Mon message du samedi soir (21)
LE MIROIR MAGIQUE
Un jour, dans un pays lointain et en des temps reculés, un jeune homme qui se promenait dans les allées d'un marché remarqua une étrange échoppe aux objets extraordinaires. L'étal était rempli d'un bric-à-brac de curiosités des plus insolites. Le jeune homme fut fasciné. A l'écart, il remarqua une pièce de velours riche qui recouvrait un objet plat et rond.
- Qu'y a-t-il sous ce tissu entourant cette drôle de forme ? demanda-t-il au marchand.
- Cela tient de la magie, répondit celui-ci. Approche, je vais te montrer.

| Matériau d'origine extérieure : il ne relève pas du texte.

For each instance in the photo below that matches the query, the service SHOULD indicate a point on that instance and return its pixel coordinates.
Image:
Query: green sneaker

Avec infiniment de précaution, il souleva l'étole. Le jeune homme découvrit alors une sorte de plateau dont la surface était polie et brillante, d'une matière qu'il n'avait jamais vue jusque-là et qui lançait de curieux reflets.

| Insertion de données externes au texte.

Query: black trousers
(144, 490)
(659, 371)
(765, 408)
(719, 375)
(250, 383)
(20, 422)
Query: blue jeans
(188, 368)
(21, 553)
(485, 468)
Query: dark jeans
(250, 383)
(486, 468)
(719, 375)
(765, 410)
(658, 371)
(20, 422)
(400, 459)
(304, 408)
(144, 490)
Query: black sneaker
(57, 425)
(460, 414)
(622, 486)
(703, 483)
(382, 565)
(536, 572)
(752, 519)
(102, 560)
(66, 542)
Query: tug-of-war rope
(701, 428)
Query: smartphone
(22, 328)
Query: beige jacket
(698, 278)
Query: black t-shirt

Intrigué, il se pencha. A sa grande surprise, il reconnut à l'intérieur l'image de son père, mort depuis des années, tel qu'il était dans sa jeunesse.
Il se redressa brusquement, très ému, pensant qu'il avait une hallucination. Puis il regarda encore l'objet, et vit de nouveau son père, qui le dévisageait à son tour. Bouleversé de revoir celui qu'il avait tant aimé, le jeune homme lui sourit. Et son père lui sourit aussi.

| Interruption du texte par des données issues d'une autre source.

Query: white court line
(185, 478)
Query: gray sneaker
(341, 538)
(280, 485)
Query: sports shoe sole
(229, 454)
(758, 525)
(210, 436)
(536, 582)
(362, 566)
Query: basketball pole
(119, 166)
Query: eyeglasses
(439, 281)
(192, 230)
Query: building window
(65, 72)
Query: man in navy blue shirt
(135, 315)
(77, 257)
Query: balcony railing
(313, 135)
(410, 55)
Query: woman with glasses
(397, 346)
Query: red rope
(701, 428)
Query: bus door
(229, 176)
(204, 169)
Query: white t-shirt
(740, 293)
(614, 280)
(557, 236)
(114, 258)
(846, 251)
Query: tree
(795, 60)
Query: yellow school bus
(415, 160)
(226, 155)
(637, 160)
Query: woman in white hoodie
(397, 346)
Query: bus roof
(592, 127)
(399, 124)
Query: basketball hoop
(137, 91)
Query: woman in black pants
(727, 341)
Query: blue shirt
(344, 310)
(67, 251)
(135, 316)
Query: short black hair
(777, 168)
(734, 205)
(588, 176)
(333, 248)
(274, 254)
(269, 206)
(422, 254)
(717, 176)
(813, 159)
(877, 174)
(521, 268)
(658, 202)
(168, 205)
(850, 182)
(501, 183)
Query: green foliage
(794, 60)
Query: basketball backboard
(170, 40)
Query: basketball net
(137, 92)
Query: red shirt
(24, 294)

- Tu as raison, marchand. Cet objet est magique ! s'exclama-t-il. Je te l'achète !
- Cela s'appelle un miroir, répondit l'autre. C'est un ustensile rare et précieux. Sa valeur est immense.
- Qu'importe, répondit l'acheteur excité. Je te donne tout ce que je possède pour l'emporter. Grâce à lui, je pourrai revoir, autant de fois que je le souhaite, mon père bien-aimé.
L'affaire fut conclue. Une fois rentré chez lui, le jeune homme dissimula le miroir dans son grenier. De temps à autre, il allait voir l'image de son père, et restait de longues heures à la contempler.
Intriguée de ces moments d'isolement prolongés et répétés, sa femme profita un jour de son absence pour tenter de percer le secret de son étrange attitude. Et dans le grenier, soulevant la pièce de velours, elle découvrit le miroir et vit ... une femme.
Son mari en aimait une autre ! A son retour, elle lui fit une scène terrible. Elle hurlait mille reproches. Elle avait percé son secret, lui qu'elle aimait se rendait coupable de la plus infâme des trahisons !
- Pas du tout, se défendit-il, c'est l'image de mon père que je vais contempler tous les jours. Cela me remplit de bonheur !
- Menteur. C'est une femme que tu vas voir ...
La dispute prenait de l'ampleur. Le mari proposa alors à son épouse de demander un avis extérieur pour les départager.
Il s'en fut au couvent voisin quérir une nonne afin de réclamer son arbitrage. La sainte femme ne pouvait que dire la vérité.
Celle-ci vint et à son tour se pencha sur le miroir. Elle releva la tête et conclut doctement :
- C'est une nonne !
Ainsi tout le malheur des hommes vient de ce qu'ils ne regardent pas le monde tel qu'il est, mais tel qu'ils le voient.